Among the crimes that will be more severely punished are:
- Murder (art. 116, para. 1, item 11)
- Bodily injury (art. 131, para. 1, item 12)
- Kidnapping (art. 142, para. 2, item 9)
- Unlawful deprivation of liberty (Art. 142a(3)(3))
- Preaching or incitement to discrimination, violence or hatred through the mass media (Art. 162(1))
- Use of violence against another or damage to his property (art. 162, para. 2)
- Participation in a mob assembled to attack groups of the population, individual citizens or their property (art. 163, para. 1)
- Knowingly preventing someone from entering employment or forcing someone to leave employment (art. 172, para. 1)
- Unlawful destruction of another’s movable or immovable property (art. 216, para. 5, item 4)
- Apparent incitement to commit a crime by preaching to a multitude of people through dissemination of printed works or in any similar manner (art. 320, para. 3).

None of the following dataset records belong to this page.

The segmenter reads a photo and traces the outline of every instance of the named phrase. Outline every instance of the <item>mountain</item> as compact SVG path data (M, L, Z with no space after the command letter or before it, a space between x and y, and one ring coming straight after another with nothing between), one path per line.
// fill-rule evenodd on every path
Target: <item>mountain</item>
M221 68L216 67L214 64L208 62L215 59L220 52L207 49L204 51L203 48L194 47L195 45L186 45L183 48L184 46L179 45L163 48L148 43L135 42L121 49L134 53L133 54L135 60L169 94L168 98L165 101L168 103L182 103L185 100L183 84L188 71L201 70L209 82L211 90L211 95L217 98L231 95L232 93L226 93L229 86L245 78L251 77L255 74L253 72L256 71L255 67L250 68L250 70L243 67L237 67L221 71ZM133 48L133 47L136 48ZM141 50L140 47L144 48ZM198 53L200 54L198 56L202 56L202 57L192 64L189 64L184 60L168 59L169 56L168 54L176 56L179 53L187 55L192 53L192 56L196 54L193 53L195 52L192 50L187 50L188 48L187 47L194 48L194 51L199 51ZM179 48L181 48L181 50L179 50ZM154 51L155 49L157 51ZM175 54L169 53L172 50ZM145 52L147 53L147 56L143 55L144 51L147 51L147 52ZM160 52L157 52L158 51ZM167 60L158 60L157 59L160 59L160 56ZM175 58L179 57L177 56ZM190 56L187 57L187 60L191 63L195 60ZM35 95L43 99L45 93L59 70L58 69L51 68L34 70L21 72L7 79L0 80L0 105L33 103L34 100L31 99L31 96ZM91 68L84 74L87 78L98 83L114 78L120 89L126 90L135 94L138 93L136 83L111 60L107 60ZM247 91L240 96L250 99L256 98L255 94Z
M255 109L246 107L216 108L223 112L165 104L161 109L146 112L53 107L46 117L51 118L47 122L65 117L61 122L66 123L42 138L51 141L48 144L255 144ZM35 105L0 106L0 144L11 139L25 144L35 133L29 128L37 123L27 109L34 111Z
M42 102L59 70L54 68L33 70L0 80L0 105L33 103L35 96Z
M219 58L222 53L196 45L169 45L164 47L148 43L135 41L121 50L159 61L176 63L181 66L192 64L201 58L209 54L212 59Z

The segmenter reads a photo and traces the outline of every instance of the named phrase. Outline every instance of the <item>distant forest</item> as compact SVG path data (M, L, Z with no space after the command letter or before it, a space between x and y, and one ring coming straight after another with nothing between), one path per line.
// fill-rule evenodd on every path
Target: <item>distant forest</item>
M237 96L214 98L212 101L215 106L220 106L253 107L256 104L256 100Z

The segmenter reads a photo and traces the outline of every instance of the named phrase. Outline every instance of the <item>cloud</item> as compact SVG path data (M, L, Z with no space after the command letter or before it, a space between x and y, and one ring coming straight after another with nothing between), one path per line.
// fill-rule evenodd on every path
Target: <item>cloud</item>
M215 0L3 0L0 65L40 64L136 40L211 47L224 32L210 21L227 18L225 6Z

This is the first significant legislative change in flavor of LGBTI+ people in Bulgaria since the adoption of the Protection from Discrimination Act in 2004. Apart from this, since the fall of the communist regime, virtually the only other changes have been the equalization of the age of consent in 2002 and the addition of ‘sex change‘ to the protected characteristics in the LGBTI Act in 2015.
The addition of sexual orientation as a protected characteristic in the Criminal Code became possible after many years of work and public pressure from LGBTI organizations in Bulgaria, international and European institutions and many activists and public figures. Sofia Pride has been pushing for this change since its first edition in 2008 – the year in which the student Mihail Stoyanov was murdered in Borisova Gradina Park with openly homophobic motives. This is the most tragic case of a hate crime based on alleged sexual orientation. Its investigation and sentencing would have been different under the changes adopted today. There would have been a more effective investigation into the beating of Galya Petkova in Sofia in 2019, the attack and destruction of property at Rainbow Hub in 2011, and the attack and disruption of screenings of the film Closer in Sofia and Varna.

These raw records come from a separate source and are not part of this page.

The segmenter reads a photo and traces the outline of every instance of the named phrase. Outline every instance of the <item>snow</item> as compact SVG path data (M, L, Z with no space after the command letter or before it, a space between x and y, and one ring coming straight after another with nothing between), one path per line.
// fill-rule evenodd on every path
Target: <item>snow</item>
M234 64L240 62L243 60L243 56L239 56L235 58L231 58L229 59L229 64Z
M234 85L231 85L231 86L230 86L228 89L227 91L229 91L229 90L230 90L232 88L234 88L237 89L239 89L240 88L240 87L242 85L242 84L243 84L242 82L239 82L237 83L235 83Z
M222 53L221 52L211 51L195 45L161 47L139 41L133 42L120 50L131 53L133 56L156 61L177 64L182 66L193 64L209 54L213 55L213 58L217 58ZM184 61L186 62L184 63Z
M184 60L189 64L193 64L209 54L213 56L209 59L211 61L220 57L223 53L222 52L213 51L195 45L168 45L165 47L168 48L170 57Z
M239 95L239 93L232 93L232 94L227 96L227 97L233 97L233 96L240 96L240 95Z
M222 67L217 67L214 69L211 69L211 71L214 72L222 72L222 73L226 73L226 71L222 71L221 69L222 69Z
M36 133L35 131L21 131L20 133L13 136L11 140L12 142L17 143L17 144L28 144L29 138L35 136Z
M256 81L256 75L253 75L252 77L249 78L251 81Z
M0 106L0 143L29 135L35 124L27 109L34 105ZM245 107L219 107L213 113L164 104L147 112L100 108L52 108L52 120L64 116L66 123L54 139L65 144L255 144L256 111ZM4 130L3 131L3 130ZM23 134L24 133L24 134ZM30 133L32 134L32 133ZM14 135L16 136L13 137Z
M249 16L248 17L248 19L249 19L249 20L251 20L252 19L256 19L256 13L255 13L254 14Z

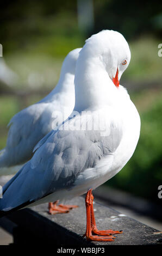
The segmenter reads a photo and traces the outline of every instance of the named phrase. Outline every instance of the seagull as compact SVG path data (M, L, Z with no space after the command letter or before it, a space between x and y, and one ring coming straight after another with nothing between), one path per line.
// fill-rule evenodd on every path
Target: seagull
M55 88L10 120L6 147L0 151L1 175L14 174L19 170L32 157L39 141L72 112L76 63L80 49L73 50L65 58Z
M46 135L48 136L57 124L61 123L72 112L74 106L76 64L80 50L71 51L65 58L55 88L43 99L22 110L10 120L7 146L0 151L1 175L14 174L19 170L32 157L39 141ZM1 63L3 63L1 62L0 68ZM58 205L58 200L49 203L50 214L67 213L78 207Z
M73 114L39 143L32 159L4 185L2 216L86 193L86 239L114 241L113 235L122 232L97 229L92 191L121 170L139 138L139 113L119 84L130 59L119 32L104 30L86 40L77 61Z

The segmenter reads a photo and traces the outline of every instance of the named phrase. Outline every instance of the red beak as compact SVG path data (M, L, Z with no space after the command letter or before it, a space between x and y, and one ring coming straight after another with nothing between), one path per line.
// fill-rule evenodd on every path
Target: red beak
M118 71L118 69L117 69L117 71L115 75L115 77L113 77L113 82L114 83L115 86L116 86L117 88L118 88L119 86L119 81L118 80L118 74L119 74L119 71Z

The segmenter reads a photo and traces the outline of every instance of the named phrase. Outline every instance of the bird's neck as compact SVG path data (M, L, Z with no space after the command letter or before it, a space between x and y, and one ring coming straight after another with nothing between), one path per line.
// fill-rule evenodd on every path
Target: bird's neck
M74 110L102 108L114 103L117 89L110 78L99 57L88 56L82 50L74 78Z
M67 98L74 95L74 76L70 73L65 72L60 75L59 82L55 87L46 96L42 101L52 102L61 98L63 94Z

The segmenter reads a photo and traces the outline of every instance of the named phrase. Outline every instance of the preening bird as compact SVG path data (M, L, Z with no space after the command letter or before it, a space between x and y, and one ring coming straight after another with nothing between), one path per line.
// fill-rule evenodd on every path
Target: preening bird
M77 62L75 116L41 141L4 186L2 215L86 193L86 239L113 241L121 233L97 229L92 191L123 168L138 143L139 115L119 84L130 59L128 44L117 32L103 31L86 41Z
M10 120L7 145L0 151L0 175L13 174L19 170L32 157L39 141L72 112L76 63L80 49L71 51L65 58L55 88L42 100L17 113Z

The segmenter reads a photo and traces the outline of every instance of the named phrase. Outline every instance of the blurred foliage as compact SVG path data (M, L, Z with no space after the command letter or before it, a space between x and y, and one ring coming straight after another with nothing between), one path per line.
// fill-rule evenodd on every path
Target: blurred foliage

For the first time, there was a proposal in the previous parliament this year for heavier penalties for murder and grievous bodily harm motivated by sexual orientation. Back then, the Ministry of Justice, as well as a group of PP and DB MPs, were the proposers, but time and political will were not enough to pass them. In contrast, today’s amendments include many more crimes and were adopted with the votes of PP-DB, GERB and DPS. This was made possible after the intensive work and numerous meetings that the organizations GLAS, BHC, Deystvie and Bilitis held with the representatives of these political parties. The work with them will continue in order to implement the other strategic goals of the LGBTI movement in Bulgaria.